Раздумья мудрые к тебе стекаются,
Птиц голоса несут тебе гармонию,
Возводят древеса фортификацию;
Коль мир внутри, снаружи не подступятся.
О милый лес, приют уединения!
Как любо мне твое уединение!
Тут нет предателя под маской дружества,
Ни за спиной шипящего завистника,
Ни интригана с лестью ядовитою,
Ни наглого шута замысловатого,
Ни долговой удавки благодетеля,
Ни болтовни – кормилицы невежества,
Ни подлипал, чесателей тщеславия;
Тут не приманят нас пустые почести,
Не ослепят глаза оковы золота;
О злобе тут, о клевете не слышали,
Коль нет греха в тебе – тут грех не хаживал.
Кто станет поверять неправду дереву?
Из книги сонетов «Астрофил и Стелла»
О милый лес, приют уединения!
Как любо мне твое уединение!
Но если бы душа в телесном здании,
Прекрасная и нежная, как лилия,
Чей голос – канарейкам посрамление,
Чья тень – убежище в любой опасности,
Чья мудрость в каждом слове тихом слышится,
Чья добродетель вместе с простодушием
Смущает даже сплетника привычного,
Обезоруживает жало зависти,
О, если бы такую душу встретить нам,
Что тоже возлюбила одиночество,
Как радостно бы мы ее приветили.
О милый лес! Она бы не разрушила —
Украсила твое уединение.
* * *
Не выстрелом коротким наповал
Амур победы надо мной добился:
Как хитрый враг, под стены он подрылся
И тихо город усыпленный взял.
Я видел, но еще не понимал,
Уже любил, но скрыть любовь стремился,
Поддался, но еще не покорился,
И, покорившись, все еще роптал.
Теперь утратил я и эту волю,
Но, как рожденный в рабстве московит,
Тиранство славлю и терпенье холю,
Целуя руку, коей был побит;
И ей цветы фантазии несу я,
Как некий рай, свой ад живописуя.
* * *
Как медленно ты всходишь, Месяц томный,
На небосклон, с какой тоской в глазах!
Ах, неужель и там, на небесах,
Сердца тиранит лучник неуемный?
Увы, я сам страдал от вероломной,
Я знаю, отчего ты весь исчах,
Как в книге, я прочел в твоих чертах
Рассказ любви, мучительной и темной.
О бледный Месяц, бедный мой собрат!
Ответь, ужели верность там считают
За блажь – и поклонения хотят,
Но поклоняющихся презирают?
Ужель красавицы и там, как тут,
Неблагодарность гордостью зовут?
* * *
Ужели для тебя я меньше значу,
Чем твой любимый мопсик?
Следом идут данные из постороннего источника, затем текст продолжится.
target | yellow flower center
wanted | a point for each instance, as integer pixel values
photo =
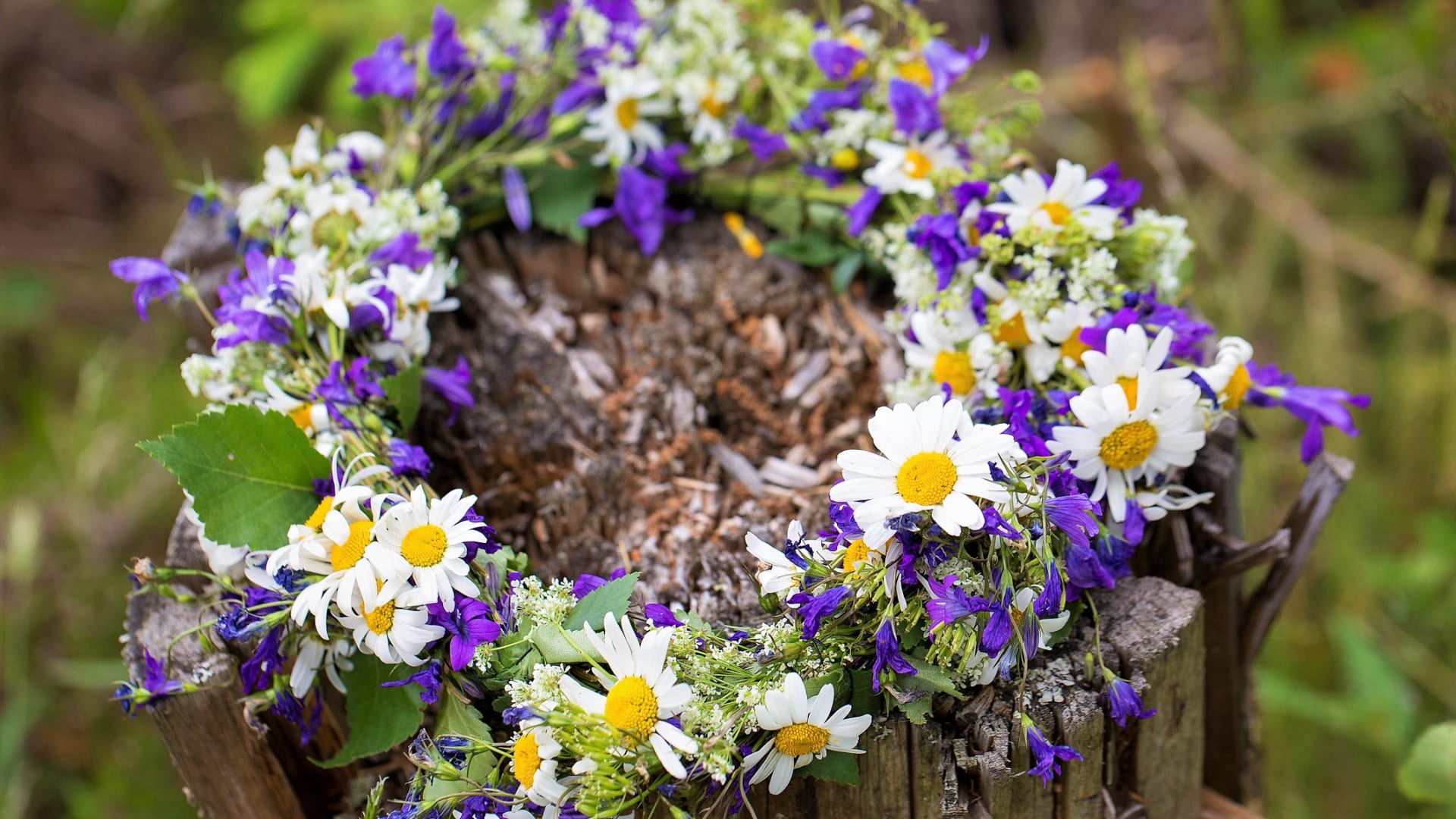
(424, 545)
(382, 618)
(1128, 445)
(747, 240)
(350, 551)
(1057, 213)
(1074, 347)
(303, 417)
(918, 165)
(1239, 384)
(956, 371)
(528, 754)
(632, 706)
(927, 479)
(1012, 331)
(1128, 385)
(626, 114)
(319, 513)
(800, 739)
(711, 104)
(918, 74)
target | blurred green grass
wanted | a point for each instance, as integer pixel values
(1315, 91)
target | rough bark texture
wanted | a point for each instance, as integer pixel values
(648, 413)
(235, 764)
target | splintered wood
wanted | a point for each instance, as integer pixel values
(648, 413)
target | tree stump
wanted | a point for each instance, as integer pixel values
(647, 413)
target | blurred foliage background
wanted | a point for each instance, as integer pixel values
(1310, 142)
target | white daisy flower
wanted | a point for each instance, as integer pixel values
(1130, 354)
(1065, 202)
(1116, 447)
(313, 656)
(622, 121)
(906, 169)
(356, 569)
(642, 694)
(395, 630)
(941, 347)
(533, 764)
(1060, 340)
(431, 537)
(935, 460)
(804, 730)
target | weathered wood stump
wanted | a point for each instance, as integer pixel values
(645, 413)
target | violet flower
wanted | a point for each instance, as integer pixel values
(887, 654)
(453, 385)
(386, 72)
(762, 142)
(155, 280)
(468, 626)
(641, 205)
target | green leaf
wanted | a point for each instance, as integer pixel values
(460, 719)
(251, 474)
(835, 768)
(402, 391)
(379, 717)
(561, 196)
(1429, 773)
(612, 598)
(270, 74)
(928, 678)
(845, 271)
(810, 248)
(561, 646)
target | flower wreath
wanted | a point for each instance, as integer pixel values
(1053, 391)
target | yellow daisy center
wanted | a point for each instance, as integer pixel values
(350, 551)
(918, 74)
(1012, 331)
(632, 706)
(956, 371)
(626, 114)
(800, 739)
(424, 545)
(711, 104)
(528, 760)
(927, 479)
(918, 165)
(1239, 384)
(1074, 347)
(1128, 445)
(303, 417)
(1057, 213)
(1128, 385)
(382, 618)
(319, 513)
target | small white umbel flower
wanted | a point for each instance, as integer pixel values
(802, 732)
(642, 692)
(935, 460)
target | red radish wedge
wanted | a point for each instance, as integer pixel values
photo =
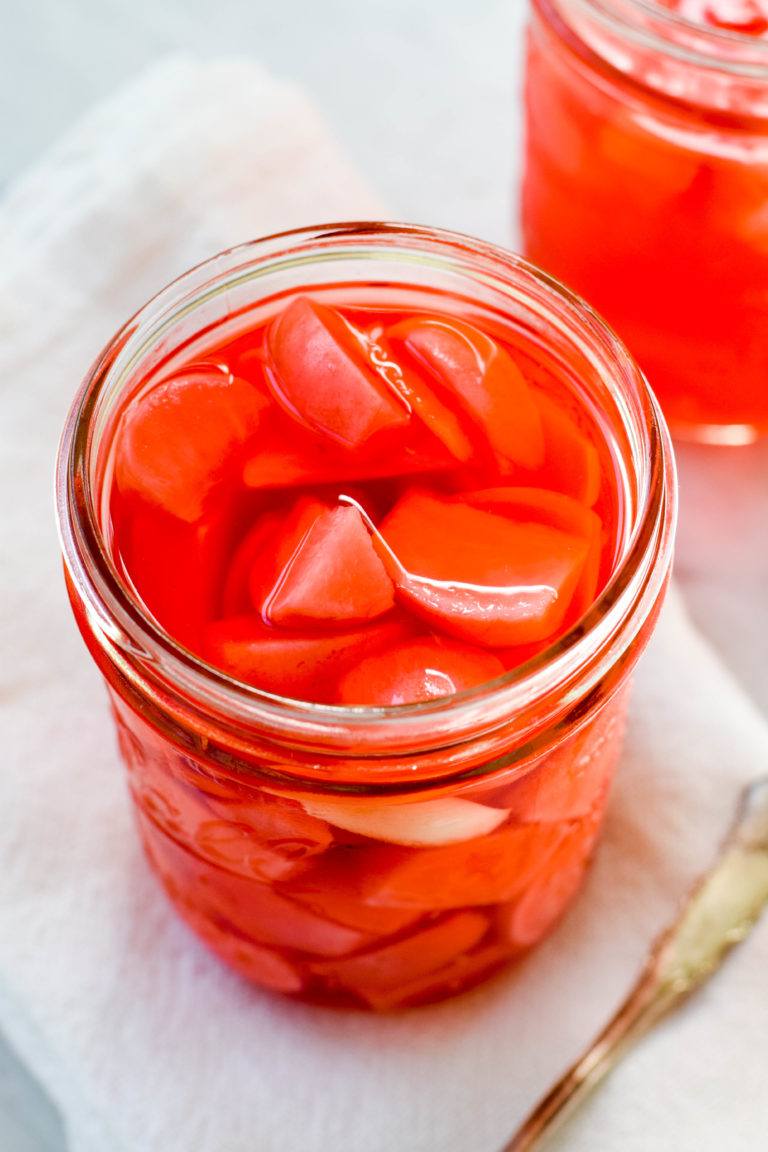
(446, 820)
(318, 371)
(483, 871)
(301, 665)
(570, 463)
(421, 669)
(325, 568)
(476, 575)
(557, 510)
(180, 440)
(484, 379)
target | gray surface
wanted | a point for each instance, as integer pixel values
(28, 1120)
(421, 96)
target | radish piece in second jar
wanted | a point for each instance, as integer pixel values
(319, 373)
(481, 577)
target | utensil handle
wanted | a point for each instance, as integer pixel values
(646, 1003)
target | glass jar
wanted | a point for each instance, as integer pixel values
(371, 857)
(646, 190)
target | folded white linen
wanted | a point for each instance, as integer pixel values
(145, 1041)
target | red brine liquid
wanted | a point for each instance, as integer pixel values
(645, 190)
(365, 506)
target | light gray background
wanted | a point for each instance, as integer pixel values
(424, 97)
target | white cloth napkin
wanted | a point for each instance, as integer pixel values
(145, 1041)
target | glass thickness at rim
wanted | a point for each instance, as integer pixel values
(132, 638)
(664, 30)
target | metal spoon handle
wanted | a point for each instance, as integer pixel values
(719, 914)
(635, 1017)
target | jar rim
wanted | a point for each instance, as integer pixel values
(139, 646)
(667, 31)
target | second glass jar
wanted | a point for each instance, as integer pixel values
(645, 189)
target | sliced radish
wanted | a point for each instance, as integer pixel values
(325, 568)
(477, 575)
(179, 441)
(174, 566)
(258, 545)
(481, 376)
(301, 665)
(559, 510)
(394, 967)
(433, 821)
(425, 668)
(331, 886)
(318, 372)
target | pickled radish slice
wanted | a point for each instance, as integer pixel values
(326, 568)
(571, 463)
(421, 669)
(177, 442)
(479, 576)
(431, 821)
(394, 967)
(331, 885)
(483, 377)
(302, 665)
(746, 16)
(542, 904)
(438, 417)
(557, 510)
(319, 373)
(484, 871)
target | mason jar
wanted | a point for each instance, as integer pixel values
(373, 857)
(646, 190)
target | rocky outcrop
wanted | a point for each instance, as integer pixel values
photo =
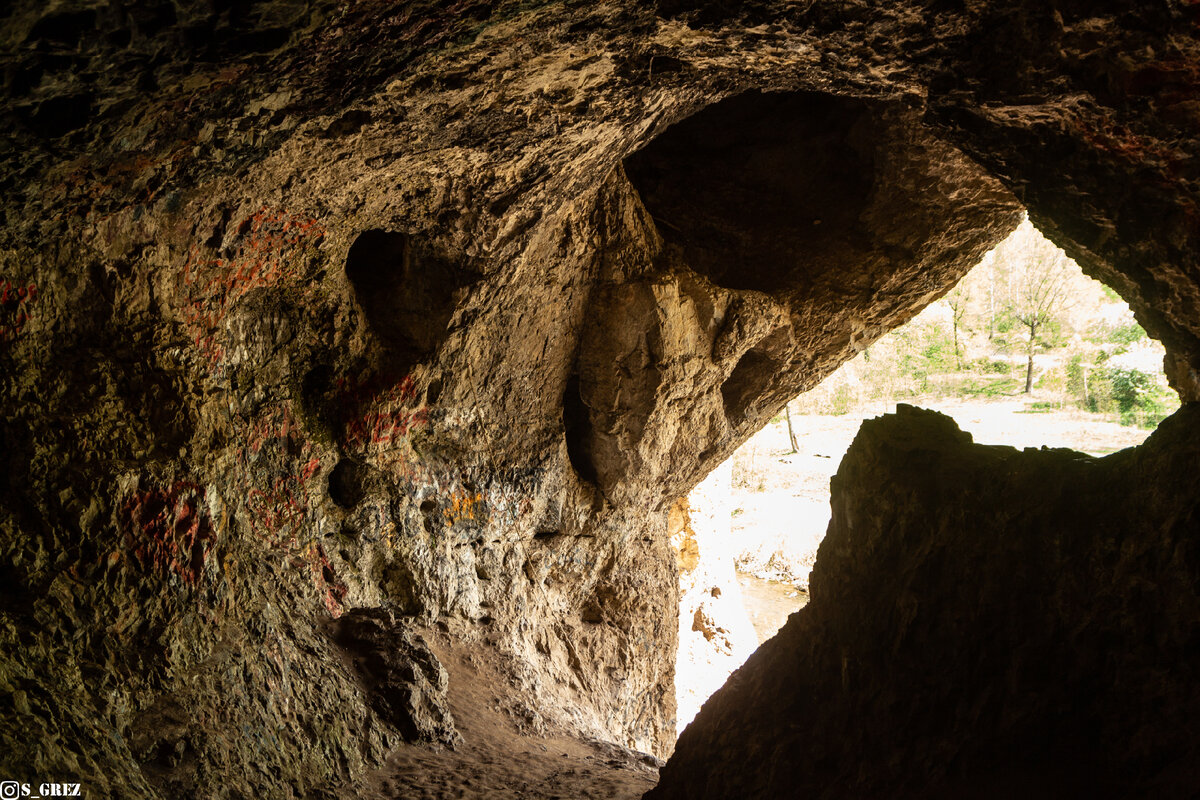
(309, 307)
(983, 621)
Побожусь,
Что угождать не хуже я гожусь, —
Задай какую хочешь мне задачу.
Испробуй преданность мою собачью:
Вели мне ждать – я в камень обращусь,
Перчатку принести – стремглав помчусь
И душу принесу в зубах в придачу.
Увы! мне – небреженье, а ему
Ты ласки расточаешь умиленно,
Целуешь в нос; ты, видно по всему,
Лишь к неразумным тварям благосклонна.
Что ж – подождем, пока любовь сама
Лишит меня последнего ума.
Песня пятая
Когда во мне твой взор надежду заронил,
С надеждою – восторг, с восторгом – мыслей пыл,
Язык мой и перо тобой одушевились.
Я думал: без тебя слова мои пусты,
Я думал: всюду тьма, где не сияешь ты,
Явившиеся в мир служить тебе явились.
Я говорил, что ты прекрасней всех стократ,
Что ты для глаз – бальзам, для сердца – сладкий яд,
Что пальчики твои – как стрелы Купидона,
Что очи яркостью затмили небосвод,
Что перси – млечный путь, речь – музыка высот,
И что любовь моя, как океан, бездонна.
Теперь – надежды нет, восторг тобой убит,
Но пыл ещё живёт, хотя, сменив свой вид,
Он, в ярость обратясь, душою управляет.
От славословий речь к упрёкам перешла,
Там ныне брань звучит, где слышалась хвала;
Ключ, заперший ларец, его ж и отпирает.
Ты, бывшая досель собраньем совершенств,
Зерцалом красоты, обителью блаженств
И оправданьем всех, без памяти влюблённых,
Взгляни: твои крыла волочатся в пыли,
Бесславья облака лазурь заволокли
Твоих глухих небес, виной отягощённых.
О Муза! ты её, лелея на груди,
Амврозией своей питала – погляди,
На что она твои дары употребила!
Презрев меня, она тобой пренебрегла,
Не дай смеяться ей! – ведь, оскорбив посла,
Тем самым Госпожу обида оскорбила.
Ужели стерпишь ты, когда задета честь?
Трубите, трубы, сбор! Месть, моя Муза, месть!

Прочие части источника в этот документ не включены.